1994 legte er mit „Assassins“ (dt. „Mörder“ bzw. „Ich arbeite für einen Mörder“) den Auftakt einer Trilogie vor, die er zwei Jahre später mit „Kriminelle“ fortsetzte. 
Francis hat es nicht leicht. Er hat keinen Job, einen scheinbar kaputten Rücken, und das Verhältnis zu seiner fünfundvierzigjährigen Freundin Élisabeth gestaltet sich ebenso kompliziert wie das zu seinem Bruder Marc oder seinem Sohn Patrick, der sich in Théos Frau Nicole verguckt hat, was Francis gut nachvollziehen kann, hat er sich, bevor er mit Élisabeth zusammengekommen ist, doch selbst gut ein Dutzend Mal sich auf Nicole einen runtergeholt. Nun will seine Ex-Frau Christine Patrick mit ihrem neuen Mann Robert, der im Zuckerrohrgeschäft tätig ist, nach Guatemala auswandern. 

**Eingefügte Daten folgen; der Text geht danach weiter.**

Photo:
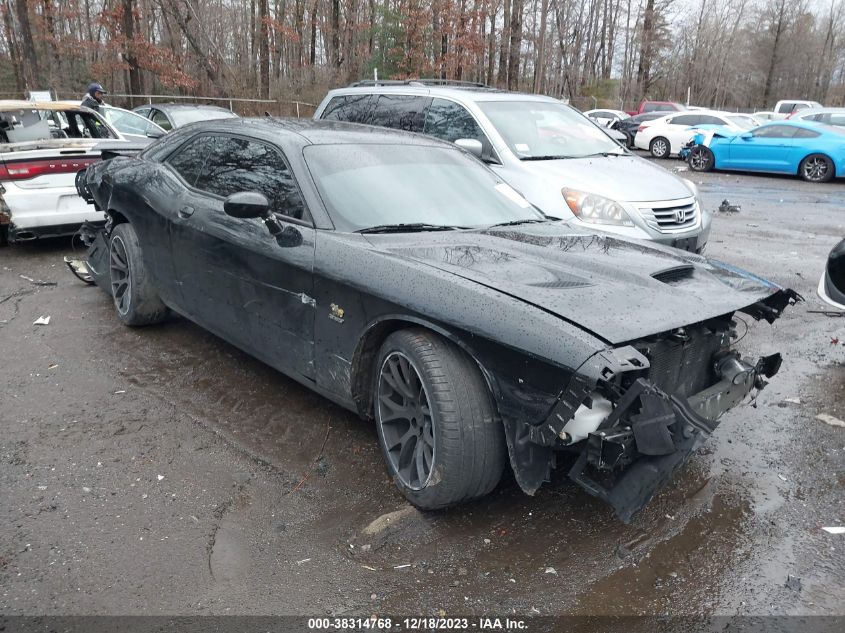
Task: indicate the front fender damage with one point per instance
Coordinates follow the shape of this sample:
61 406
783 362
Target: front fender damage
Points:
664 396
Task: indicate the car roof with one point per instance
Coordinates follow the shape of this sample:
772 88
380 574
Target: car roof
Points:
318 132
458 93
21 104
182 106
806 111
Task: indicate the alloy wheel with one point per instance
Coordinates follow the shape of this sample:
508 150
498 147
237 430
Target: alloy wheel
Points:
405 420
121 282
699 159
815 169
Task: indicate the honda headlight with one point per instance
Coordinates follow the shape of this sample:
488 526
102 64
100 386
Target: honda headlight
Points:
594 209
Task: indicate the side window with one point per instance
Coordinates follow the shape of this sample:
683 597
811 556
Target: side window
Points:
775 131
686 119
401 112
161 119
450 121
189 159
350 108
237 164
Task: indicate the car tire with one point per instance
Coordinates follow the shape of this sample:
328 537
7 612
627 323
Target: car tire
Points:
440 435
701 158
135 300
660 147
816 168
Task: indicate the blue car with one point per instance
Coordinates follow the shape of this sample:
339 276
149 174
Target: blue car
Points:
812 151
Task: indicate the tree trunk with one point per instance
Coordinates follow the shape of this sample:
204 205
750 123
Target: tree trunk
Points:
644 67
128 27
515 44
540 65
504 65
264 49
31 71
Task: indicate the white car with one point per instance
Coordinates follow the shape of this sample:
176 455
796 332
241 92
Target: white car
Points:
42 147
664 137
606 118
765 115
830 116
787 107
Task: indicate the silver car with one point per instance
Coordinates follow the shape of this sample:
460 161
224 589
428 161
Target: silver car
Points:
552 154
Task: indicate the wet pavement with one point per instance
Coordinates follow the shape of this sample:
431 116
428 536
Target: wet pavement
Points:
160 470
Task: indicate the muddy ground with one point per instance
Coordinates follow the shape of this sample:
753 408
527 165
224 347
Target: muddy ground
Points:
162 471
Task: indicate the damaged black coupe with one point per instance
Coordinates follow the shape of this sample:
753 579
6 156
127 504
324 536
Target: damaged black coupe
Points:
402 279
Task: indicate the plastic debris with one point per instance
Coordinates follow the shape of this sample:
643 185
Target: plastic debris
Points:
727 207
37 282
793 582
829 419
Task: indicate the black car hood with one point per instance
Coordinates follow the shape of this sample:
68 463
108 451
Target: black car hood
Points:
619 290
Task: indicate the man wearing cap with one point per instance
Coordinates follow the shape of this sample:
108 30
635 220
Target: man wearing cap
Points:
94 97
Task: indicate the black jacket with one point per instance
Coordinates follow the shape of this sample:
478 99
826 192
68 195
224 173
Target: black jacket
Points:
91 102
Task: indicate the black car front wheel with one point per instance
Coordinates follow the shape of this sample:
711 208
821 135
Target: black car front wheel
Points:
439 432
135 299
816 168
701 158
659 147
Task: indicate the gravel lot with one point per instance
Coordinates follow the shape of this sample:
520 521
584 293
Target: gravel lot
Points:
162 471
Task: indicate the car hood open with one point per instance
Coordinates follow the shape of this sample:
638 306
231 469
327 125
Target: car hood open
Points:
618 290
624 178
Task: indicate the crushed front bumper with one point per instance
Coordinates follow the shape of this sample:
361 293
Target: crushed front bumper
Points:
637 449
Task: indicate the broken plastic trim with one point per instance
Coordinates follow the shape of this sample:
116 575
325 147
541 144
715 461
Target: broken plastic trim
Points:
651 434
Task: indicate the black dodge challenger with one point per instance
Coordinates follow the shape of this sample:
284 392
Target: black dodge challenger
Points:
402 279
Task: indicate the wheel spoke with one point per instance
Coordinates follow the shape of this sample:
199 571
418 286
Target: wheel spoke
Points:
405 421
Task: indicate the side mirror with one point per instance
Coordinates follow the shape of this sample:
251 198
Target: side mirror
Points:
471 145
246 204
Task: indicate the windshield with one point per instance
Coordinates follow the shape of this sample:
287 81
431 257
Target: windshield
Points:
183 116
744 122
127 122
365 186
545 130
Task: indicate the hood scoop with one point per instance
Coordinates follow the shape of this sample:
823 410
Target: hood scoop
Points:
675 274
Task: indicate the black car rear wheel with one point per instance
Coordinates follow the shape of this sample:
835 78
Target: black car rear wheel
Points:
439 432
135 300
701 158
816 168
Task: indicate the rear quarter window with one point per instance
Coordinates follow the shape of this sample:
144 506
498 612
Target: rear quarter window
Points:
350 108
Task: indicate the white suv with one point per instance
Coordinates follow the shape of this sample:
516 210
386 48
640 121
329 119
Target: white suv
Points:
42 147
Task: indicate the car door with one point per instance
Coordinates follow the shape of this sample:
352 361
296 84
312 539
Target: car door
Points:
766 148
236 278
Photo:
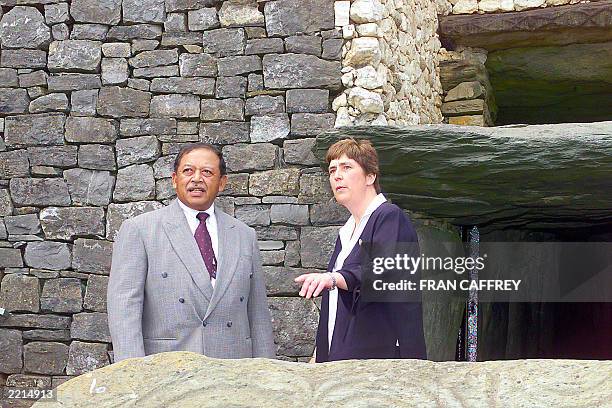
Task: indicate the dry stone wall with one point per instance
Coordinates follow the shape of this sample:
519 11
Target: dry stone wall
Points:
389 60
97 97
446 7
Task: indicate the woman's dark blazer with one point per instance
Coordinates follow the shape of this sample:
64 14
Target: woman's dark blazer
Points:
371 329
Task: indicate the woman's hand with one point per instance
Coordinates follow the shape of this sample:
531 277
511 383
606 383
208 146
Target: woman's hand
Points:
314 283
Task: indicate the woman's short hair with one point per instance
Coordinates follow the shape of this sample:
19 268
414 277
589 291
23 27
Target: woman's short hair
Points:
360 150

Zu allem Überfluss muss sich Francis entscheiden, was er mit seinem Vater anstellen soll, der zu einem Pflegefall geworden ist. Mit seinem Bruder, der als Schriftsteller arbeitet, hat er sich immer wieder über den Tod ihrer Mutter in die Haare bekommen, nachdem sie in ihrer Badewanne ertrunken war. Da für Marc seine Mutter sein Ein und Alles gewesen ist, lässt er sich nicht von seiner Überzeugung abbringen, dass sie von dem zur Gewalt neigenden Vater der beiden Brüder umgebracht worden sei. Die befreundeten Paare haben mit ihren eigenen Problemen zu kämpfen. Während Monique verzweifelt ist, dass sie keinen Orgasmus mehr bekommt, ist ihr Mann Ralph nur noch an seinem Rennpferd interessiert. Bei einem Picknick an der Sainte-Bob im Mai treten die Konflikte zwischen den Paaren offen zutage… 

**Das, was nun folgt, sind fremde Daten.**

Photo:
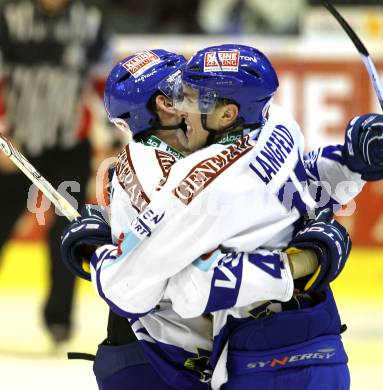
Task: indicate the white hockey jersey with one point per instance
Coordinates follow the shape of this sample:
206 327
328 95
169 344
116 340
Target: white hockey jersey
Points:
179 347
243 197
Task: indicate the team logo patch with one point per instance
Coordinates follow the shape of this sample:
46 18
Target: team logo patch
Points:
226 61
141 62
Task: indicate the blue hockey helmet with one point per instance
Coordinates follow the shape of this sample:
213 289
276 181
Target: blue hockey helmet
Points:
132 83
237 73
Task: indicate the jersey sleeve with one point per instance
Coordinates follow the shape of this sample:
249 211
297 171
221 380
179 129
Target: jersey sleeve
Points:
230 280
331 182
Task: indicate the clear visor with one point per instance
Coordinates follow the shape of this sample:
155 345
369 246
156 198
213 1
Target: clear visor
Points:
188 98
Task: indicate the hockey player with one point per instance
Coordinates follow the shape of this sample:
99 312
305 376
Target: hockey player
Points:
264 165
150 166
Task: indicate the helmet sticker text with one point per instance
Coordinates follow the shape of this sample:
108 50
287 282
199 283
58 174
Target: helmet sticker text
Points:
141 62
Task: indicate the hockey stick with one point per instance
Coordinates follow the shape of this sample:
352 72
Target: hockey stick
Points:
369 64
39 181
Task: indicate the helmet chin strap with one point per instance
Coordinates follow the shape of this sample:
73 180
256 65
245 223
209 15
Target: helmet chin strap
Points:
239 122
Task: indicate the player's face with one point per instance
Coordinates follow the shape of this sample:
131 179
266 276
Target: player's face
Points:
196 135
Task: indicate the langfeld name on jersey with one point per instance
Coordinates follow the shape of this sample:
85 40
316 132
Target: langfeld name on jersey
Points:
205 172
273 154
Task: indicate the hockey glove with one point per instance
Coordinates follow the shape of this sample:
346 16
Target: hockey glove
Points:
330 242
363 147
82 237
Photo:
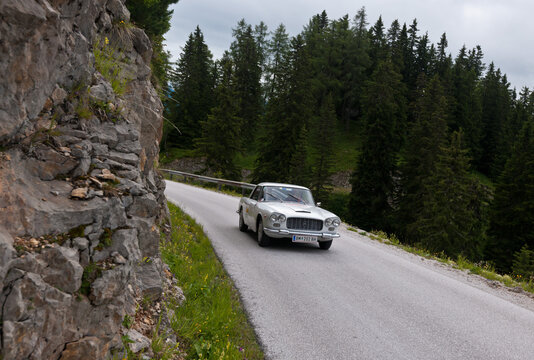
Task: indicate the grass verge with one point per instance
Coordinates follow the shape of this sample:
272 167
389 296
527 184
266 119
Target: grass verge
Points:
483 269
211 323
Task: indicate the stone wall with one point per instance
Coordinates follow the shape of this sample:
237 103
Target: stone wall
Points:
81 206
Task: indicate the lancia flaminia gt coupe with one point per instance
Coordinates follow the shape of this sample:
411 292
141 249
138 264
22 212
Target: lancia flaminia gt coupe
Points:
286 211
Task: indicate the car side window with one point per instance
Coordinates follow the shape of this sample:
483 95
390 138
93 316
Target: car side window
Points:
256 194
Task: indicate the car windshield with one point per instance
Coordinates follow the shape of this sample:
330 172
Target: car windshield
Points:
288 194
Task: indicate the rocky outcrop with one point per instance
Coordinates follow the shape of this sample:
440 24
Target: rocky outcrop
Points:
81 205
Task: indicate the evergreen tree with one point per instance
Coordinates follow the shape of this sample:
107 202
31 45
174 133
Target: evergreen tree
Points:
496 106
426 136
372 182
447 220
193 84
523 264
281 140
248 57
322 152
466 110
220 132
278 50
155 18
512 210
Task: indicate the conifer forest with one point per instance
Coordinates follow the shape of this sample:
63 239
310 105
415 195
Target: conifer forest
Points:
439 145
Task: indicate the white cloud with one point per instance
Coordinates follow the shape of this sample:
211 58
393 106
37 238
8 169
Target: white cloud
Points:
504 30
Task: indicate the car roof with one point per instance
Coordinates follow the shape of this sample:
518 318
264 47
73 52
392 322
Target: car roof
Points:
283 185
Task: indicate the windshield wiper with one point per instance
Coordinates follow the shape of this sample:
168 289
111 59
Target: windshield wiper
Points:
274 196
296 198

„Ich habe die Abenteuer meiner Ex, Patricks Mutter, nie verkraftet. Ich musste älter als fünfzig werden, um mir einen blasen zu lassen, ohne deshalb alle Frauen zum Kotzen zu finden. Aber man wird diese Sachen nie ganz los. Mit Élisabeth würde ich mich gern im Schlamm wälzen und in weißen Laken wach werden. Ich lebe damit, und ich wüsste nicht, was ich anderes tun könnte. Ich glaube, dass ich mich nicht mehr ändere.“ (S. 102) 

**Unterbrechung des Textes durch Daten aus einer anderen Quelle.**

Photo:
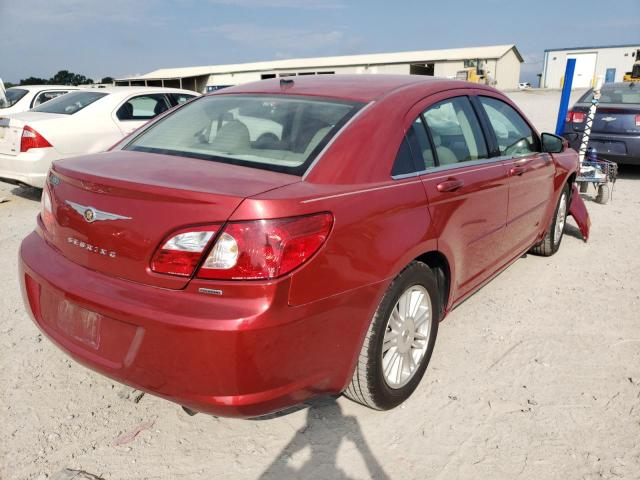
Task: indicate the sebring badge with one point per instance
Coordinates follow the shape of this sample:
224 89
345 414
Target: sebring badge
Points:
91 215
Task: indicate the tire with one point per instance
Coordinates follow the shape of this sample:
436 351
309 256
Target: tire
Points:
603 195
551 241
369 385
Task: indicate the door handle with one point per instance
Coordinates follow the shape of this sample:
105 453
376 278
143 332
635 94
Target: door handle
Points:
520 167
517 171
450 185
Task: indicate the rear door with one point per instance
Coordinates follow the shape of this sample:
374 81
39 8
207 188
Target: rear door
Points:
530 173
139 109
467 191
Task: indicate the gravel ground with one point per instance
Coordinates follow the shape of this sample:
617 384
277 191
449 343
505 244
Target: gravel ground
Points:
536 376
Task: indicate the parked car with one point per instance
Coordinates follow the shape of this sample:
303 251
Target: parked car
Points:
615 132
23 98
81 122
240 273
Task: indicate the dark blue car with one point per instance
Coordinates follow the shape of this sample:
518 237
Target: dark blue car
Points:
615 132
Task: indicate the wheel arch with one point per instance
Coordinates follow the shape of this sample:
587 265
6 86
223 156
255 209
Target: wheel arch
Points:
439 263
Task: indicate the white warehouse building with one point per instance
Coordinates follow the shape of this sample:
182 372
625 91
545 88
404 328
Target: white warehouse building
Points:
609 62
500 65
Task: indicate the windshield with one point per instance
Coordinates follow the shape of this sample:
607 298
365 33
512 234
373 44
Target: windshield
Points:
70 103
13 96
623 94
279 133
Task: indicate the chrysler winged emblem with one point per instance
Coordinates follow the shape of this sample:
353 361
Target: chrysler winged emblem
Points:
91 214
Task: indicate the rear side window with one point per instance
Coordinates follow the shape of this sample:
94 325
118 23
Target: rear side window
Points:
514 136
403 164
143 107
44 97
623 94
179 98
457 135
14 95
70 103
271 132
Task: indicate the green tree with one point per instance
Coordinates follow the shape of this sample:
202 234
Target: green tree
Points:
33 81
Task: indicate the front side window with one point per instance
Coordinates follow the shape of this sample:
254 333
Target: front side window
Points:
143 107
272 132
514 135
13 96
456 133
70 103
179 98
415 153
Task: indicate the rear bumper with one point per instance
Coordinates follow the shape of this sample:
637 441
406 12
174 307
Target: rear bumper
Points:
227 356
29 168
622 149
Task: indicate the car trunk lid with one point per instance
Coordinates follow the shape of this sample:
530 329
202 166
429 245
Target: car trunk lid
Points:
617 119
144 197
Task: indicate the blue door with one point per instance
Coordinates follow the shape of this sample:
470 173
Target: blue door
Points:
610 76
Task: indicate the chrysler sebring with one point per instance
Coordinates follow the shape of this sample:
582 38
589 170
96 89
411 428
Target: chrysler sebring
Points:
285 239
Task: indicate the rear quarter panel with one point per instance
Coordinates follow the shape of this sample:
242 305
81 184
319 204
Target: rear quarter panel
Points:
378 229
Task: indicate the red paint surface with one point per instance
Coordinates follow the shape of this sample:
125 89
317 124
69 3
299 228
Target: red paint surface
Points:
261 346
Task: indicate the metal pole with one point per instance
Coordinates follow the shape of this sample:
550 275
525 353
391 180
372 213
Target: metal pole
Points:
592 113
3 97
566 94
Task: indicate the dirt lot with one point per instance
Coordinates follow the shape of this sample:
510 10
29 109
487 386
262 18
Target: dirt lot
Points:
537 376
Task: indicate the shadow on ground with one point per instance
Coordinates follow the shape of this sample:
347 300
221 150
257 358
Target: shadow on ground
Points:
325 430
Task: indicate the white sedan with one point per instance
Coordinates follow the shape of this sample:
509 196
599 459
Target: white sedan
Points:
78 123
23 98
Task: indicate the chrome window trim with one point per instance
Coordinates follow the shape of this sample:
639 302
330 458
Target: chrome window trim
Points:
453 166
333 139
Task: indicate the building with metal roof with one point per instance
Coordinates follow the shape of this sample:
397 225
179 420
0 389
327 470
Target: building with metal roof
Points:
609 61
497 65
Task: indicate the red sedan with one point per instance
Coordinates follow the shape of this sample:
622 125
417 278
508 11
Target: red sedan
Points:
285 239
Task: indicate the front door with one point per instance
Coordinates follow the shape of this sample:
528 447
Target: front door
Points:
467 193
530 174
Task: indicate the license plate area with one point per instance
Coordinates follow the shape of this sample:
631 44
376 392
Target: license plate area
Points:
609 146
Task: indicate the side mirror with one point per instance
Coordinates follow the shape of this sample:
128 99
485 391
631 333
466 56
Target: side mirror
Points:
553 144
571 136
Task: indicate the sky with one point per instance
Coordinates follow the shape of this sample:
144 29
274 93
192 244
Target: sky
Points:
118 38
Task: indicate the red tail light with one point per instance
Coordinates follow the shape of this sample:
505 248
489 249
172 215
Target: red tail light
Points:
181 253
578 117
263 249
32 139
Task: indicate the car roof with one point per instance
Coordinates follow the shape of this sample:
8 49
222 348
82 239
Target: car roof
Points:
43 87
128 90
363 87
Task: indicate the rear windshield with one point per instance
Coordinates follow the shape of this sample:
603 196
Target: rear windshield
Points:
279 133
13 96
70 103
620 95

Veränderung ist das große Thema in Djians „Kriminelle“. Insofern passt das dem Roman vorangestellte Zitat „Im Grunde könnte jeder irgendein anderer sein. Man muss sich entscheiden.“ von Richard Ford wie die Faust aufs Auge. Allerdings leidet nicht nur Philippe Djians Ich-Erzähler unter dem Mangel am nötigen Willen dazu, auch Francis‘ Mitmenschen verspüren zwar den Drang zu einer Veränderung in ihrem Leben, werden aber nicht glücklich bei dem Versuch, wenigstens mit kleinen Schritten zu einer Verbesserung ihres Lebensgefühls beitragen zu wollen. 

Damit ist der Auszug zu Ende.